Syllabus: Issues relating to development and management of Social Sector/Services relating to Health, Education, Human Resources.
Global TB Burden (WHO Global TB Report 2025)
- TB remains one of the world’s deadliest infections, causing 12 lakh deaths and affecting 1.07 crore people in 2024.
- 30 high-burden countries account for 87% of global TB cases.
- India contributes the highest share (25%), followed by Indonesia, Philippines, China, Pakistan, and African nations.
India’s Position in 2025
- TB incidence in India declined by 21%, from 237/lakh (2015) to 187/lakh (2024).

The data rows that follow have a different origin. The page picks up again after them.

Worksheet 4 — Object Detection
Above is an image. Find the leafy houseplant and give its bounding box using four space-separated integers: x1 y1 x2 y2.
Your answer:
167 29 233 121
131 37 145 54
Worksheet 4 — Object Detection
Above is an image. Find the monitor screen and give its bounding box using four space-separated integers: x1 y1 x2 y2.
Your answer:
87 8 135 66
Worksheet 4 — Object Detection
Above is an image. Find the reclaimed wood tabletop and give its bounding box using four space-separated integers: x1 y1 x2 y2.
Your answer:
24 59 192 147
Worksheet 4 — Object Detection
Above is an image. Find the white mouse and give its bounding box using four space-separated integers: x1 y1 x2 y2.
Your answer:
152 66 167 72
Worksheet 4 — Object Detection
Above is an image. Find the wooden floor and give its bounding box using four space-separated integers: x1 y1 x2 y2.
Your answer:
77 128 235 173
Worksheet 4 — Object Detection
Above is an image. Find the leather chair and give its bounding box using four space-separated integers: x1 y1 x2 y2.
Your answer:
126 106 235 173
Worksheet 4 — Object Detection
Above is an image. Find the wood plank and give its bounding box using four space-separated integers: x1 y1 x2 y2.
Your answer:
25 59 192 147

- Decline is almost double the global rate, indicating stronger progress than many high-burden nations.
- Treatment coverage reached 92%, the highest among major high-burden countries.
- State Burden: Uttar Pradesh > Maharashtra > Bihar > Madhya Pradesh (absolute cases).

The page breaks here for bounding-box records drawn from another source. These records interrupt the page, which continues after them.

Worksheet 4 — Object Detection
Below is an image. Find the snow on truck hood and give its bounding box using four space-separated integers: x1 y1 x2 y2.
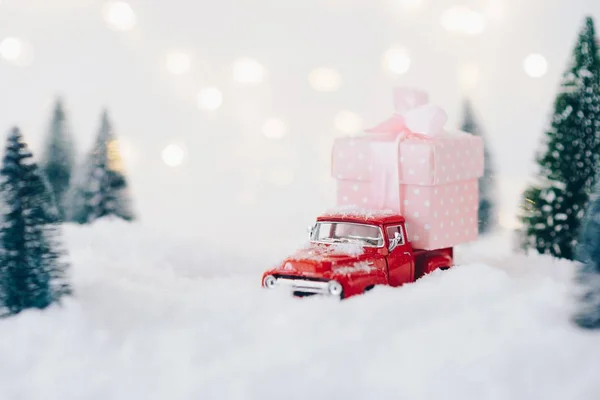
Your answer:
281 243 373 275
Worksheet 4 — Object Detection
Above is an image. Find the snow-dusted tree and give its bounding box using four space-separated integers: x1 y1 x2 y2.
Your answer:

- Delhi records the highest prevalence rate nationally.
Why India Missed the 2025 TB-Free Target
- High Burden of Drug-Resistant TB
- Significant caseload of MDR-TB complicates treatment and prolongs therapy.
- Weak Health Infrastructure
- Rural areas lack diagnostics, trained workforce, and continuous drug supply.

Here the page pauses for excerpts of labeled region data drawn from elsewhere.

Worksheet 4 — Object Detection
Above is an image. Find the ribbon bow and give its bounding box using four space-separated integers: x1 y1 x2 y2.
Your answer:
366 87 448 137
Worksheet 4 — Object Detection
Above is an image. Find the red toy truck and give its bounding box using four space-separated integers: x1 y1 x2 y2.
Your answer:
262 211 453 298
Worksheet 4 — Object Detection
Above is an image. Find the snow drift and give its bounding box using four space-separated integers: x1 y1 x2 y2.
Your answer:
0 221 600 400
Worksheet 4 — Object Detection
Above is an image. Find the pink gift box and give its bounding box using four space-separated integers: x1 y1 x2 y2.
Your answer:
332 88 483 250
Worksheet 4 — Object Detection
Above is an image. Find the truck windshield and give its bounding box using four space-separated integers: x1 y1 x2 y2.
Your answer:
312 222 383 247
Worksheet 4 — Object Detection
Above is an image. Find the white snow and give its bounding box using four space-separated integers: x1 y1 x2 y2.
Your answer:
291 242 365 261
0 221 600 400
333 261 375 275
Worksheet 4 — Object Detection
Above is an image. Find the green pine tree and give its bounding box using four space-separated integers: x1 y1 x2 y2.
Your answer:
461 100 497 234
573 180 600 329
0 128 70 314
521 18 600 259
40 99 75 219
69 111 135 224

- Reported stockouts of anti-TB drugs forced treatment interruptions (officially denied but widely documented).
- Socio-Economic Barriers
- Malnutrition, poor housing, stigma, and delayed care-seeking fuel transmission.
- Out-of-pocket costs and economic vulnerability hinder adherence.
- Human Resource Constraints
- Shortage of trained staff and high turnover in programme implementation.
- Persistent Stigma
- Social stigma reduces testing, disclosure, and treatment completion.
India’s Interventions to Reduce TB
- Established the world’s largest TB laboratory network with 9,391 rapid molecular testing centres and 107 culture & DST labs.
- Use of AI-enabled handheld chest X-ray units to enhance community screening.
- Expansion through 1.78 lakh Ayushman Arogya Mandirs for decentralised TB care.
- Strengthened nutrition support: Ni-kshay Poshan Yojana DBT increased to ₹1,000/month.
- ASHA workers trained for early detection and patient follow-up.
Global Trends
- TB incidence declined 2%, and deaths fell 3% between 2023–24.
- Funding stagnation remains critical: only $5.9 billion was available against the $22 billion global target.
- 63 diagnostic tests, 29 drugs, and 18 vaccines are under clinical development.